Investindo nessa mistura entre ficção e documentário, um filão constante dos
filmes brasileiros da atualidade, o longa conta a história do jovem Ihjãc que ao negar o seu chamado e
fugindo de um crucial processo indígena de se tornar um pajé, foge para a
cidade se afastando da sua aldeia e tendo que testemunhar a duvida entre o
chamado e ser um índio no Brasil contemporâneo que os excluí.
Ao traçar essa narrativa
entre dois ambientes de coletivo (a aldeia) e solidão (a cidade) o filme acaba
sendo como como a tradição e as missões que lhe são incumbidas travam um
combate entre medos, dúvidas, desejos, vontades e incertezas. Renée e João criam
uma excelência estética e visual muito forte e constante no longa–metragem numa
impressionante abordagem naturalista e primando pela simplicidade fazendo
planos que se botem próximos dos corpos de seus personagens, de seus rostos, em
planos detalhes daqueles pessoas, e não só delas, observando também os animais
e a natureza ao seu redor, planos que observam de forma constante e que
constroem o caráter internalizado daqueles personagens. Muito pouco é falado.

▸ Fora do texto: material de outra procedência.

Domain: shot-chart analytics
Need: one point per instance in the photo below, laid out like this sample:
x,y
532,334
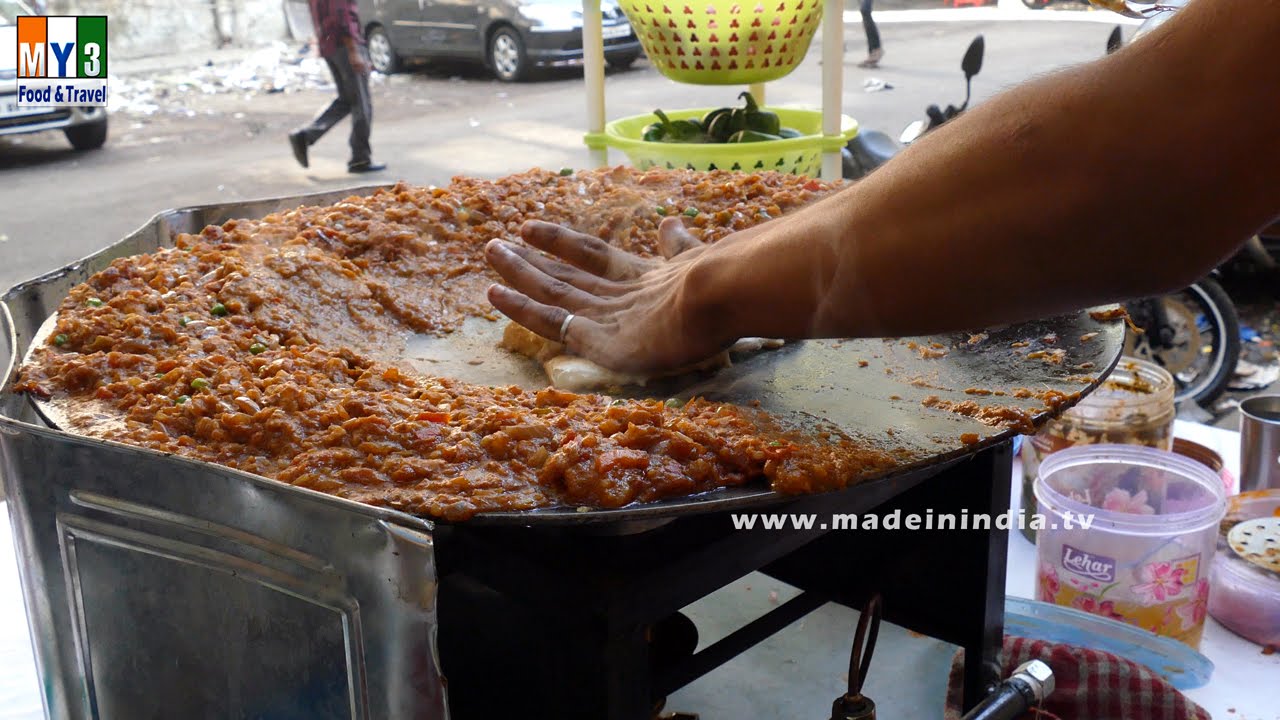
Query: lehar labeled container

Mas muito é sentido. Ao mesmo tempo João e Renée investem em enquadramentos
gerais daquele ambiente tanto para mostrar a vastidão do território indígena
como se ele fosse mais uma força constante do que apenas um ambiente e ao mesmo
tempo construir o mesmo mostrando a cidade como uma força isoladora, solitária
e como um verdadeiro labirinto estranho.
É muito interessante como
por exemplo a presença das personagens brancas não é vista em tela e enquanto
eles falam vemos as suas vozes fora de quadro num recurso de voz over, onde só vemos os personagens
índios em especial Ihjãc enquadrados,
enquanto vemos por exemplo uma funcionaria branca do hospital da cidade falando
com ele ou então um homem branco que o abriga em sua casa fazendo essa ligação.

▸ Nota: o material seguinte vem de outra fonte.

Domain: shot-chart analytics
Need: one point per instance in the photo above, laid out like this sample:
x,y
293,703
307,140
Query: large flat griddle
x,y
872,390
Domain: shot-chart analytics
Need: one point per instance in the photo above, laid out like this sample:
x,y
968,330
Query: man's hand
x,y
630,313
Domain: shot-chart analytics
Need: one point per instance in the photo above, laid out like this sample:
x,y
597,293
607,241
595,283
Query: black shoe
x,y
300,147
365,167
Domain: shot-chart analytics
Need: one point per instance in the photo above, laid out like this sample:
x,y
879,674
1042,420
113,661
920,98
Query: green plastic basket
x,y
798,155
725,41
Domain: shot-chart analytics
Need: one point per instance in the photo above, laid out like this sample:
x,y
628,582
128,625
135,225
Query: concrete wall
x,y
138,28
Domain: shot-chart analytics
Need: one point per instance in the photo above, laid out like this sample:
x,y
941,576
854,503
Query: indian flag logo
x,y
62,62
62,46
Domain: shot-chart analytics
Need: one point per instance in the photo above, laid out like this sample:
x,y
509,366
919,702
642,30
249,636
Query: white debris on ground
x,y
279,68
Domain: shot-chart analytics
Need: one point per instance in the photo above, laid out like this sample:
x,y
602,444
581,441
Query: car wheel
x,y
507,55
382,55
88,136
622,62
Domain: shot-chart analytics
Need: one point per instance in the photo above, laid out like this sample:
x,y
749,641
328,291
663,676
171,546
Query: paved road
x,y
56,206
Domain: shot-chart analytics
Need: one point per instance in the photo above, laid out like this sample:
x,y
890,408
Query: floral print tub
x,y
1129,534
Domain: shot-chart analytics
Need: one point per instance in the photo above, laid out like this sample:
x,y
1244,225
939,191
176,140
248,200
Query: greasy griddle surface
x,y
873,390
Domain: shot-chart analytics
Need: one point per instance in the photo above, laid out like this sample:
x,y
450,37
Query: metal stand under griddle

Ao mesmo tempo é muito interessante como o longa mostra um constante contato e
conhecimento das culturas brancas e indígenas pelas proximidades de espaço que
elas ocupam, mas nunca deixa de estabelecer os constates extremos delas.

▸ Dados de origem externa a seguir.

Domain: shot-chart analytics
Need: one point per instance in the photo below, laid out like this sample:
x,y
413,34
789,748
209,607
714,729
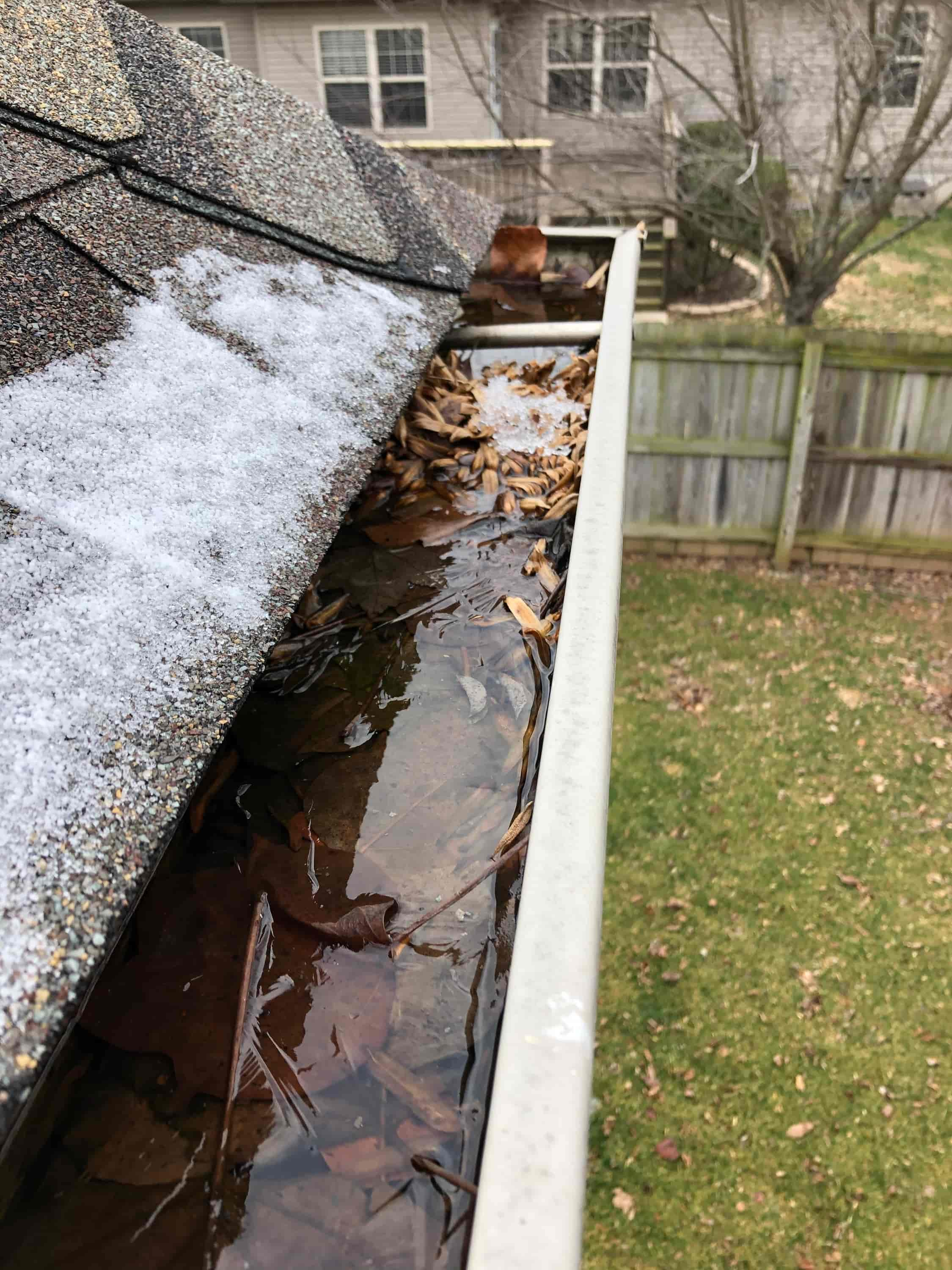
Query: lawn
x,y
905,287
772,1075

Rituais indígenas, festas de cidade pequena, futebol, fliperama, esmalte, os
constates são muito bem colocados. O filme desenvolve muito bem esse senso de
proximidade territorial, de relação amigável com particularidades do mundo
branco contemporâneo enquanto também analisa esse sendo de não pertencimento,
de isolação e também tem abordagens destrutivas e absurdas da cultura branca
como diálogos que falam sobre a pressão de igrejas evangélicas sob os
indígenas, fazendeiros ruralistas atacando aldeias por motivos de terra
cometendo genocídios que acabam em impunes e também de políticos que tentam
conseguir os votos dos indígenas.

João e Reneé conduzem
toda essa abordagem em sua jornada externa e interna que passa por uma poesia transcendental e sobrenatural, nessa análise social e espiritual, com um senso muito poderoso em
sua direção. A fotografia dela traz cenas extremamente impactantes tanto em um
desfecho em um rio, nos momentos de Ihjãc num uso competente de iluminação para
trazer à tona com toda aquela escuridão um medo interno bastante presente, nas
sequencias deslumbrantes passadas em cachoeiras, em como se filma o fogo e em
cada momento de algum ritual.
Toda essa beleza plástica
traz um senso que não fica apenas no virtuosismo estético, mas vai para o lado
de expor uma imersão naquele universo, que é extremamente necessário para o
filme. Ihjãc Krahô conduz o filme inteiro embalando n o seu corpo e nas suas
poucas falas, todo esse caráter internalizado do longa e sua parceira Kôtô Krahô divide uma química com ele
que primeiro já impressiona pelo claro fator de ser palpável pelo senso do real
transmitido mas também porque existe uma doçura tão natural e linda no
relacionamento de ambos.
Fugindo do olhar exótico
e caminhando no que tem de mais palpável ou imersivo, “Chuva é Cantoria na
Aldeia dos Mortos” peca por alguns diálogos ensaiados demais em seu segundo ato
e por se perder um pouco na progressão entre a aldeia e a cidade também nele.
Mas essas falhas muito pequenas não atrapalham uma jornada tão particular no
imaginário interno do Brasil. Que ele mesmo nega ou até renega. Infelizmente.